AS LEITURAS deste domingo destacam o valor da humildade. Jesus, no Evangelho, convida a escolher o último lugar nos banquetes, “porque quem se eleva, será humilhado e quem se humilha, será elevado” (Lc 14, 11). A soberba nos leva a querer nos engrandecer, a rejeitar a nossa condição de criaturas. Esse foi o pecado de Adão e Eva: não aceitar os próprios limites, desejar ser como Deus. “O soberbo é quem se julga muito mais do que é na realidade; quem anseia por ser reconhecido como maior do que os outros, quer ver sempre reconhecidos os seus próprios méritos e despreza os outros, considerando-os inferiores”[1].

Pelo contrário, a humildade permite olhar para nós mesmos com um realismo saudável. São Josemaria definia-a como a virtude que “nos ajuda a conhecer simultaneamente a nossa miséria e a nossa grandeza”[2]. Ao mesmo tempo que reconhecemos os nossos limites e defeitos, somos conscientes das nossas qualidades e dos dons que recebemos de Deus. Ver-nos como somos, ver claramente a nossa própria realidade, pode causar-nos vertigens. Pensamos que, se os outros vissem as nossas fraquezas, deixariam de nos amar. Mas só a partir dessa verdade – desse solo firme – é possível construir uma vida autêntica, livre do peso de aparentar, de fingir ser quem não somos. Precisamos nos olhar com os olhos de Deus e repetir com confiança: “Sou como sou, e mesmo assim Deus me amou por alguma razão”.

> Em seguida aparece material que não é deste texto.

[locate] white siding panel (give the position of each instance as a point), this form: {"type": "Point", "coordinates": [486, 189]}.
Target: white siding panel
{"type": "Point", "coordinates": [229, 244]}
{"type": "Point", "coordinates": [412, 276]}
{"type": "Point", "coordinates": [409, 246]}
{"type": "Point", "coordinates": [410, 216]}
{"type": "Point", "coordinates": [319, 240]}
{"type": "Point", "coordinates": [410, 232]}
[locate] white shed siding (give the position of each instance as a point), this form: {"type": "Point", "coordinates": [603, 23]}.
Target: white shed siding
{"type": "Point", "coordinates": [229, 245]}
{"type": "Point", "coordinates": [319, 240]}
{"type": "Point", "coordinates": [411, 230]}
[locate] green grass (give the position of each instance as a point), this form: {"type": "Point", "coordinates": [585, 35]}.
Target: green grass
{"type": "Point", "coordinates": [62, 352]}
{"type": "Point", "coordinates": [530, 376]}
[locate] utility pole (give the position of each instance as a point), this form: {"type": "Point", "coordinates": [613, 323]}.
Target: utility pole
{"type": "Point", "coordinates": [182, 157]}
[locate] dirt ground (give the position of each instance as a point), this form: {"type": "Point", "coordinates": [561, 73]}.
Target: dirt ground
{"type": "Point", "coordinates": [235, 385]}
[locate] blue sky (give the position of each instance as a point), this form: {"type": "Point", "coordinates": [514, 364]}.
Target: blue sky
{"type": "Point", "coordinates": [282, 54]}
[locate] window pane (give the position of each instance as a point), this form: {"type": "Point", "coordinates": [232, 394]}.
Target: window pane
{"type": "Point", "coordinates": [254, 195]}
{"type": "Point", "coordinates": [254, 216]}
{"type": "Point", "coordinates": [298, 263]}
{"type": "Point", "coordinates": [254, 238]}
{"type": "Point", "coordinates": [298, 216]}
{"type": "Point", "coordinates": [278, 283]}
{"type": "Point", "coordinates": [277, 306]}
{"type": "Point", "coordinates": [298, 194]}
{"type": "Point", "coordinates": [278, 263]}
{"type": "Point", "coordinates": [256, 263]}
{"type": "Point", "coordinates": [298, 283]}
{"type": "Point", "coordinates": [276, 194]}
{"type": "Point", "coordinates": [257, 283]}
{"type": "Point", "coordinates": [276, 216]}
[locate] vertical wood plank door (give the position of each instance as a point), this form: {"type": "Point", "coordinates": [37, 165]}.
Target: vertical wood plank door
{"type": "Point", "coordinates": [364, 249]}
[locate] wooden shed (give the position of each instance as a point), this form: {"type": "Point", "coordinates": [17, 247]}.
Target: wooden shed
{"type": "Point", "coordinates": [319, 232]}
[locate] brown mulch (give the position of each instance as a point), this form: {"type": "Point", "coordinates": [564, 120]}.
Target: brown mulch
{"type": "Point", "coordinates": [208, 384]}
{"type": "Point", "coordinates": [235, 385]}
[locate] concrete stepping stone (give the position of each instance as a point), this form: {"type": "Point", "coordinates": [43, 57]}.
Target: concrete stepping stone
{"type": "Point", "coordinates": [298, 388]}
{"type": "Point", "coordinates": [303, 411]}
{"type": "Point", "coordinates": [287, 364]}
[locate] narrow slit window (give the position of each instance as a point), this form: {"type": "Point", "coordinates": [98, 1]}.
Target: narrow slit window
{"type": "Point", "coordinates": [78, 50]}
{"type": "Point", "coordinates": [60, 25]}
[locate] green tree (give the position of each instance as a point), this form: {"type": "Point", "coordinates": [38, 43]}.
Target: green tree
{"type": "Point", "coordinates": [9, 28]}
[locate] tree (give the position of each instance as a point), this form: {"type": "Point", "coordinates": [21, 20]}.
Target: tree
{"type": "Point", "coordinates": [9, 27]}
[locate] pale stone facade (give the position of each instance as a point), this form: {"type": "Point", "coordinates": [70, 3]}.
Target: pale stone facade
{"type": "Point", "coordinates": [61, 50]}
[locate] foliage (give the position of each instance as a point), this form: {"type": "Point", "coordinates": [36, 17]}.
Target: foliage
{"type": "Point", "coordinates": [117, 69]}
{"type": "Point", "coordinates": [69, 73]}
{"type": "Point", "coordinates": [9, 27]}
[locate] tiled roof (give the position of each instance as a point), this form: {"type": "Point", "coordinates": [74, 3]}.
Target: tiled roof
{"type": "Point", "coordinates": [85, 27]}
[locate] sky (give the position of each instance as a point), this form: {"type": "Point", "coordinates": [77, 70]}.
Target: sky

Lemos na primeira leitura de hoje: “Na medida em que fores grande, deverás praticar a humildade, e assim encontrarás graça diante do Senhor. Muitos são altaneiros e ilustres, mas é aos humildes que ele revela seus mistérios” (Sir 3, 20). A Sagrada Escritura nos mostra que o que o mundo aplaude – o poder, a riqueza, a influência – é insignificante para o Senhor. Pelo contrário, aquilo que passa despercebido, que é discreto, tem na realidade, um valor incalculável. “O olhar humano procura sempre a grandeza e fica deslumbrado com o que é ostensivo. Deus, ao contrário, não olha para as aparências, Deus olha para o coração (cf. 1Sam 16, 7) e encanta-se com a humildade”[3].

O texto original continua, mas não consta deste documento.